Article written by Maya Vukovska

Go-go boys are back... and are sexier than ever! But what are the hazards of dating one?

Gay nightlife without the boys dancing in tight-fitting briefs is like a birthday party without a cake: possible, but less fun! After two long years of gay clubs being out of business due to the COVID pandemic, now, the go-go dancers are finally back. It is a matter of fact they are an epitome of sexiness, but the question is - can they also be boyfriend material?

A very short history lesson

The term “go-go” derives from the old French word la gogue for “happiness”. The very first go-go dancers performed in a bar called Whisky a Gogo in a town near Cannes. In the late 1960s, many gay clubs had male dancers but it wasn’t until the 1980s that go-go dancing became really popular in NYC clubs thanks to Madonna who was probably the first performer to include go-go dancers in her music videos. By the end of the decade, go-go dancing had boomed in nightclubs throughout Western World and Asia.
Here’s a fun fact: In today’s club scene, gay go-go dancers greatly outnumber the female ones, and that’s a big turnout from the 1960s!

The quintessential gay dancer

There are a couple of prerequisites for one to become a male go-go dancer. The physical appearance is, of course, of primal importance since you are supposed to be in underwear all the time. Although there is not one established body type (most clubs recruit a variety of body types to cater to different tastes), it’s an absolute requirement that your body's in top shape.

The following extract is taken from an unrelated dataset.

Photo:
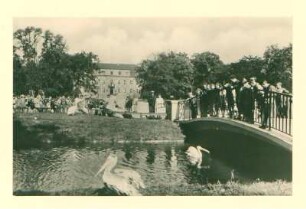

The body may be the most important asset of any dancer, but it is equally important to know how to move it. Especially if you have to do it standing on a small platform! Some guys even take dance classes before they apply for the job because it's essential to be able to dance to any tune the DJ throws at them. The up-and-coming dancers do not hesitate to spend a lot of money on fancy underwear and swimwear (AC of course!) that flatter their body features because they know that the investment will make them even more money.

And last but not least comes the attitude. A successful go-goer, i.e. оne who gets his socks and briefs stuffed with tips, knows how to radiate fun and sexiness, and connect with the audience. He also knows how to be friendly and approachable without crossing the lines as he’s always in control of what’s happening between him and the customers.

Why is it a challenge to date a go-go dancer?

It’s not a “yes” or “no” question. it’s really up to you how you’ll feel in a relationship with a person who dances half-naked amid an exhilarated crowd of potential lovers. I once talked to a guy who was dating a go-go dancer in a club in San Francisco. Of course, he realizes that “you are not your job,” and yet, he can’t help but hate what his boyfriend’s doing for a living, making him constantly feel guilty about that.

The most common reasons why one would feel uncomfortable with their partner dancing in nightclubs are insecurity about their own value as a boyfriend and lack of trust.

Also, some people tend to misinterpret wearing revealing clothes as a form of cheating, and that could be another reason to be jealous, hence angry at your go-goer.

How to deal with the feelings of mistrust

Regardless of anything a go-go dancer may say to convince you that it’s an OK job, the truth is that what he’s doing on his little box is selling sex. Or rather say, the idea of sex. It doesn’t matter if he goes home to his boyfriend, or the Pope - the clients want to take him home with them… and fuck his brain out. Knowing all this, it must be hard for sure to find peace of mind and stop prophesizing that sooner or later, someone from the crowd will eventually steal your man. But it's not impossible.

However, if you’re trying your best to curb your mistrust and jealousy, but you still feel miserable, then you have two options:

Option #1: You ask your boyfriend straightforwardly to quit his job. The biggest drawback of this option is that if he refuses to do so, the misery will turn into agony, and you’ll end up in a nut house. But if he does quit, it will only make you feel worse because, deep in yourself, you’ll know it’s been selfish and narrow-minded of you to ask him this in the first place.

Option #2: You call it quits, and go find yourself a good, well-mannered, and fully clothed Amish boy.

And by the way, good luck with this one!